Iron is an essential micronutrient for plant growth and development. In alkaline or calcareous soils, iron mainly exists in the form of highly insoluble ferric oxides, leading to severe "iron deficiency chlorosis" in crops, significantly impacting the yield and quality. Non-graminaceous plants (e.g., Arabidopsis thaliana) have evolved an iron uptake mechanism, in which root-specialized metabolites, particularly catecholic coumarins, play a crucial role. These coumarins are secreted into the rhizosphere where they strongly chelate and mobilize insoluble iron.

To investigate how root metabolic changes influence the assembly and function of the microbiome, a research team led by Dr. WANG Guodong from the Institute of Genetics and Developmental Biology of the Chinese Academy of Sciences screened 16 Arabidopsis thaliana mutants with disruptions in four specific metabolic pathways, grew them in alkaline natural soil, and analyzed their growth phenotypes, root metabolomes, and rhizosphere microbiomes. The study was published in Molecular Plant.

Researchers found that the lignin synthesis-deficient mutant cse-2 exhibited severe growth retardation and chlorosis under alkaline iron-deficient soil conditions. Metabolomic analysis showed a substantial reduction in bioactive coumarins in its roots, but a marked increase in several aromatic glycosides. Microbiome sequencing revealed that the rhizosphere of cse-2 was specifically enriched with a large number of Actinobacteria and Pseudomonadota bacteria possessing aromatic compound-degrading capabilities.

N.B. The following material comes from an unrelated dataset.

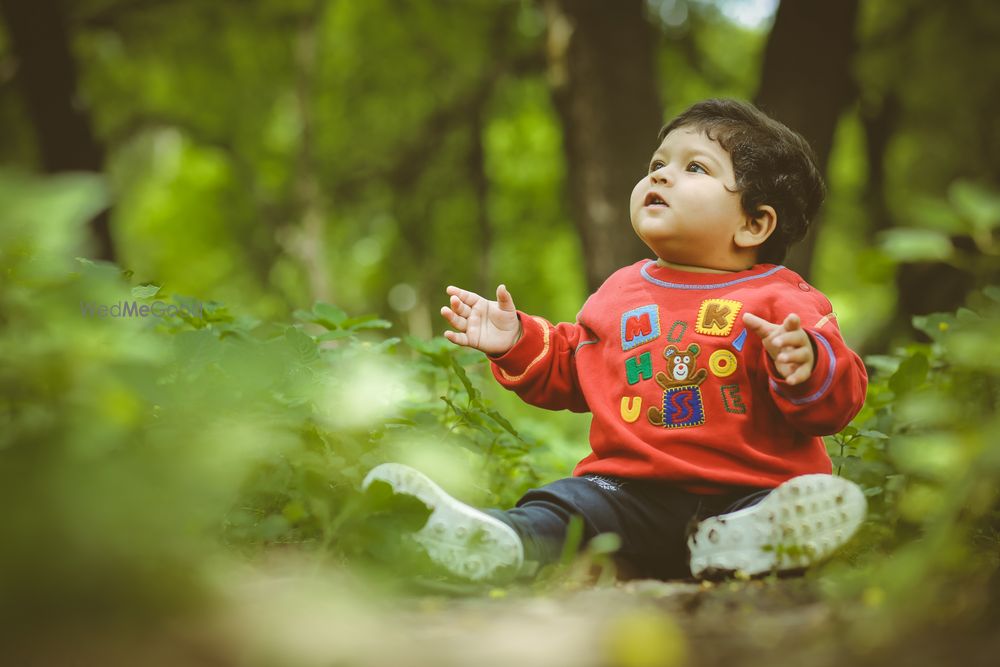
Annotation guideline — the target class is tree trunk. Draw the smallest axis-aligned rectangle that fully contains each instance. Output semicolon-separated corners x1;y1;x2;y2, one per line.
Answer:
756;0;858;279
0;0;115;261
544;0;663;291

Using synthetic microbial communities co-incubated with root exudates, researchers demonstrated that microbial deglycosylation served as the core driver of the dynamic transformation of rhizosphere metabolites. Through biochemical and functional screening, they identified a key secreted β-glucosidase among the enriched microbes. This enzyme specifically and efficiently hydrolyzes plant-secreted coumarin glycosides, cleaving their glycosidic bonds to convert them into active aglycones with high iron-chelating capacity.

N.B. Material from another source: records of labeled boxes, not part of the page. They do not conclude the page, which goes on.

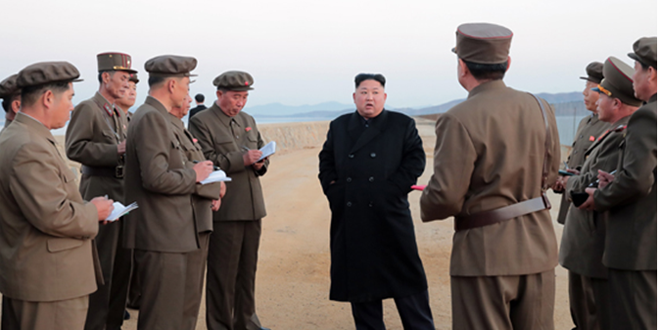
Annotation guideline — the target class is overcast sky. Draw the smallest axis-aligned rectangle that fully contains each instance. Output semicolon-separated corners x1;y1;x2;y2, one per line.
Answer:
0;0;657;107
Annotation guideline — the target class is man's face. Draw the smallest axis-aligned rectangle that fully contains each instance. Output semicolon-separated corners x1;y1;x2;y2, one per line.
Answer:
172;77;190;108
353;79;387;119
216;91;248;117
582;80;600;113
104;71;130;99
596;93;620;124
170;95;192;119
632;61;656;101
50;83;74;129
117;81;137;111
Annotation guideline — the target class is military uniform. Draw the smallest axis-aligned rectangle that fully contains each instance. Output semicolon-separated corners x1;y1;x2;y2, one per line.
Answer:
594;37;658;329
169;111;220;330
0;62;103;330
124;55;205;330
557;62;610;224
420;23;560;329
66;53;135;330
559;57;641;329
190;71;268;330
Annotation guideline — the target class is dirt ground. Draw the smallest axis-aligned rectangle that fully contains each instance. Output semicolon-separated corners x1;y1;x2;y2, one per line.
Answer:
1;120;572;330
124;121;572;330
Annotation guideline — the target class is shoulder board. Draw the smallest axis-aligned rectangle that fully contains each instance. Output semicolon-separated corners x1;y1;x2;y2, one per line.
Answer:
614;125;628;133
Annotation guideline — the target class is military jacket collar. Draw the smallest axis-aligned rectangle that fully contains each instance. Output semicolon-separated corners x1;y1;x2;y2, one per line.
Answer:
92;92;115;117
14;111;57;144
144;96;170;116
468;79;506;99
167;113;183;131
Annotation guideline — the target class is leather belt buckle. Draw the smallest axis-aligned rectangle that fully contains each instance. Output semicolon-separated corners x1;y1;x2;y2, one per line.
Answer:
115;165;124;179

To validate the in vivo efficacy of this mechanism, the β-glucosidase gene was heterologously expressed in the rhizosphere probiotic strain Pseudomonas simiae WCS417r. When grown on iron-deficient medium, Arabidopsis cse-2 mutants inoculated with this engineered strain exhibited significantly increased chlorophyll content and effectively alleviated iron deficiency symptoms.

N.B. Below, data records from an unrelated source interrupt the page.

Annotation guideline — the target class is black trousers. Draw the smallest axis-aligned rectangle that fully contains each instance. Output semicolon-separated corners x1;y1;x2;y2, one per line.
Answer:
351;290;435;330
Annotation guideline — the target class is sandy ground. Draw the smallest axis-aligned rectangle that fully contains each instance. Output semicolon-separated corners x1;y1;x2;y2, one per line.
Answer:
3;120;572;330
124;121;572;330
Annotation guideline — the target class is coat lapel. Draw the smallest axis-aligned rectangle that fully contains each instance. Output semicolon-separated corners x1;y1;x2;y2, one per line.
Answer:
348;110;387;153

This study proposes the concept of "dynamic remodeling" of plant-microbe metabolism, elucidating an ecological model in which microbes actively "reprocess" plant metabolites to reciprocally benefit plant health. It provides new strategies for improving iron uptake efficiency in crops grown on alkaline soils, and has a value for developing functional rhizosphere microbial inoculants and breeding stress-tolerant, high-efficiency crops.